Another young Council member and LWF delegate to several of the recent UN climate conferences, Khulekani Magwaza from the Evangelical Lutheran Church in Southern Africa, noted that the new framework reflects the resolutions from the last LWF Assembly in Namibia, as well as the themes of upcoming Assembly in Poland next year which will explore the activity of the Spirit in creating, reconciling and renewing. He said he hoped the framework would “enhance existing regional advocacy activities such as combating poverty and injustice” in his African context.

Commitment to youth leadership

Several of LWF’s key partner organizations were also represented at the online launch, including Finn Church Aid (FCA), Bread for the World and Norwegian Church Aid (NCA). Katri Suomi, FCA’s director of stakeholder relations, said her organization was looking forward to new areas of collaboration on the basis of the advocacy framework and she praised the commitment to youth leadership in this work. She highlighted the importance of advocating with regional intergovernmental bodies, such as the European Union and the African Union, in order “to empower civil society to influence their decision-making processes.”

Klaus Seitz, head of Bread for the World’s policy department, also praised the new framework for opening up “promising new perspectives and opportunities” for cooperation. He noted, however, that the work for climate justice must not just be limited to supporting those already affected by climate change, but should also focus on opportunities for building a “climate smart future where all have access to green energy.” While sharing the vision of advocacy as a holistic part of the church’s mission, he said the framework has “a blind spot” with regard to the obligation of businesses and the private sector to respect human rights.

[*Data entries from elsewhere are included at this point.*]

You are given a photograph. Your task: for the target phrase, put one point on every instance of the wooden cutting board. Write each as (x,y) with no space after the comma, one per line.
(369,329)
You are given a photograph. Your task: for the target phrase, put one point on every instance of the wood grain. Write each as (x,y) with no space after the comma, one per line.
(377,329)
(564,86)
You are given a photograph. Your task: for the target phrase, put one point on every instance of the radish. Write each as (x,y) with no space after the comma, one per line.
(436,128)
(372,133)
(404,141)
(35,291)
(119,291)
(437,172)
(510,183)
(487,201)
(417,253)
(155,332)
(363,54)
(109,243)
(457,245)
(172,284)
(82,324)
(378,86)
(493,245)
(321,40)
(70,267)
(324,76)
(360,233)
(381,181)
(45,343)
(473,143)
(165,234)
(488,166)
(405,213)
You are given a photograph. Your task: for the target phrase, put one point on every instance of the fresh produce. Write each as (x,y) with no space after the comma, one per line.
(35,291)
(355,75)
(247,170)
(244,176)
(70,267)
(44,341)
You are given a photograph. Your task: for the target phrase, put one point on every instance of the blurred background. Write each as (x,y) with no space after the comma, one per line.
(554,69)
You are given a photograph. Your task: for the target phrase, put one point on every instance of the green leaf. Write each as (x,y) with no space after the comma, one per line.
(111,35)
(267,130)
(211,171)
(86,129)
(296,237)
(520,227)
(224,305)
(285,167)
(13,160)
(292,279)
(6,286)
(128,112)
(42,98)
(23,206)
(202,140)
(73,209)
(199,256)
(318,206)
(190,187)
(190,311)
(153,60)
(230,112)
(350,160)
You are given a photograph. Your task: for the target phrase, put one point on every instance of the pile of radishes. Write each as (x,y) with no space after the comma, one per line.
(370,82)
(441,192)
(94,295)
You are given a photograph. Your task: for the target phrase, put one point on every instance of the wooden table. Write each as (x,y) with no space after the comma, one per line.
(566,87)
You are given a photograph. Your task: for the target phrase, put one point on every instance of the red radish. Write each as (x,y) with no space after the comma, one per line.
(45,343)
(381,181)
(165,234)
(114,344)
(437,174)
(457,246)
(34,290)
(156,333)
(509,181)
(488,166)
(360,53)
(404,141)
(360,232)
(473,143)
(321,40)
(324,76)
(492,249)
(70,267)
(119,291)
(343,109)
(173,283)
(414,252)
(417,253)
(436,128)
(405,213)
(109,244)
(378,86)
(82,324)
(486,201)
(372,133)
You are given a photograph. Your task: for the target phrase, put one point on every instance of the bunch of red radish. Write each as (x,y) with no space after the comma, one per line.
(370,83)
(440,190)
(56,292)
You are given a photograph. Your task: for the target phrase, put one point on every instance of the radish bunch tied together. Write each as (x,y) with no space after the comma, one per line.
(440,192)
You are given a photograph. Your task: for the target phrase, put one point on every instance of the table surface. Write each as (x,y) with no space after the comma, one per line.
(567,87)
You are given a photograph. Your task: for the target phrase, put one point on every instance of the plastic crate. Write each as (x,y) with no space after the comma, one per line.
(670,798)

The role of the churches is to drive change by promoting hope, meaning and a sense of togetherness.
Lisa Sivertsen, Norwegian Church Aid’s director of communications and policy

Lisa Sivertsen, NCA’s director of communications and policy, noted the relevance of the new advocacy framework to the work of her organization, particularly in areas of gender justice and climate justice. At a time of such major challenges, including the economic and climate crises, the shrinking space for civil society and the COVID pandemic, she stressed that the role of the churches is to drive change by promoting “hope, meaning and a sense of togetherness.”

Amy Reumann, director of Witness and Society for the Evangelical Lutheran Church in America, praised the focus of the new framework on working through ecumenical and interfaith partnerships. The impact of churches in local and global advocacy “doesn’t come from flying solo but from the collective power of a combined faith voice.” She urged the LWF to “lead the way in robust training” for member churches seeking to increase their advocacy work. Finally, she too praised the commitment to youth leadership, noting that LWF’s “investment in me some 40 years ago helped to shape my own journey.”